As all the operations are xor, we can easily decrypt the data just replicating this algorithm with the shuffled key and the encrypted data.

The next function being called is FUN_00401659(&attacker_ip,0x1337,file_buffer,local_28). As it contains the attacker_ip followed by the 0x1337 (4919 in decimal) and the encrypted data (local_28), I assumed it is sending the encrypted data to 192.168.134.133:4919.

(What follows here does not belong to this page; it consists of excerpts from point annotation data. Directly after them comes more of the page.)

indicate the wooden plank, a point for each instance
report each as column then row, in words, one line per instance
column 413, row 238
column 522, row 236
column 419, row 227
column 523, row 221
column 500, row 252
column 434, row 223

Looking all the connections on the port 4919 I found just one packet but the TCP handshake:

Saving the data to a file we are ready to start to write a program which do the same symetric encryption algorithm in order to get the decrypted data.

#include <stdio.h>
#include <stdlib.h>

void main_algorithm(unsigned char *secret_key, unsigned char *encrypted_data, int data_length, unsigned char *plain_text) {
    int secret_key_length = strlen(secret_key);
    unsigned char shuffled_key[256];
    
    for (int i = 0; i < 256; i++) {
        shuffled_key[i] = i;
    }

    int aux = 0;
    for (int j = 0; j < 256; j++) {
        aux = (shuffled_key[j] + aux + secret_key[j % secret_key_length]) % 256;
        unsigned char v4 = shuffled_key[j];
        shuffled_key[j] = shuffled_key[aux];
        shuffled_key[aux] = v4;
    }

    int j = 0, k = 0;
    for (int i = 0; i < data_length; i++) {
        j = (j + 1) % 256;
        k = (k + shuffled_key[j]) % 256;

        unsigned char v12 = shuffled_key[j];
        shuffled_key[j] = shuffled_key[k];
        shuffled_key[k] = v12;

        unsigned char v11 = shuffled_key[(shuffled_key[j] + shuffled_key[k]) % 256];
        plain_text[i] = encrypted_data[i] ^ v11;
    }
}

int main() {
    unsigned char secret_key[] = "5P3R_S3CR3T_K3Y23/10/26";
    
    unsigned char encrypted_data[] = {
        0xe7, 0x3b, 0x3a, 0xdb, 0xc1, 0xf1, 0x72, 0xd1, 0x16, 0x96, 0x0e, 0x8b, 0x30, 0xb2, 0xa1, 0x1f,
        0x82, 0xca, 0xa8, 0xe1, 0xc4, 0xd6, 0x4a, 0x44, 0xdf, 0x55, 0x94, 0x3a, 0xfa, 0xdb, 0xab, 0xf2, 0x7f,
        0xfa, 0x07, 0x79, 0xb4, 0xbc, 0x10, 0xea, 0x80, 0x05, 0x88, 0xf7, 0xe8, 0xce, 0x0f, 0x36, 0x6d, 0x78,
        0xdf, 0x37, 0x86, 0x2e, 0x74, 0xa8, 0x9d, 0xe2, 0xa3, 0x07, 0x76, 0x66, 0xbd, 0xb3, 0xef, 0xe6, 0xbd,
        0xbf, 0x43, 0x59, 0xe8, 0x4e, 0xca, 0x43, 0x6f, 0xc4, 0x2d, 0xf0, 0x80, 0xb1, 0x9a, 0x4d, 0x05, 0xf3,
        0x40, 0xcf, 0x56, 0x3c, 0x9f, 0xde, 0x79, 0x7d, 0x5b, 0xc1, 0x8a, 0xeb, 0xa5, 0xcd, 0x01, 0x5a, 0x9a,
        0x7a, 0x5e, 0x90, 0xcd, 0xf2, 0x86, 0x18, 0x76, 0x2f, 0x93, 0x4a, 0x69, 0xe9, 0xe0, 0x5f, 0xbf, 0x0c,
        0x63, 0x2f, 0x8e, 0x80, 0x05, 0xd1, 0x31, 0x81, 0x7d, 0x59, 0x03, 0x8f, 0x0d, 0x6a, 0x0b, 0x85, 0xdb,
        0x33, 0xf3, 0xbd, 0xeb, 0xd2, 0xcc, 0x61, 0x7d, 0x82, 0x71, 0x78, 0x27, 0x9c, 0x87, 0xb0, 0x65, 0x7d,
        0xf6, 0xc2, 0x0a, 0x65, 0x17, 0xfa, 0x95, 0x1a, 0xbe, 0xdf, 0x70, 0x74, 0xc6, 0xe8, 0x0f, 0x2a, 0xf9,
        0xbf, 0xc5, 0xd2, 0xc0, 0xb2, 0xcb, 0x34, 0x5f, 0x9a, 0x0d
    };

    int data_length = sizeof(encrypted_data) / sizeof(encrypted_data[0]);
    unsigned char plain_text[data_length];

    main_algorithm(secret_key, encrypted_data, data_length, plain_text);

    puts(plain_text);

    return 0;
}

After executing it, we got the flag.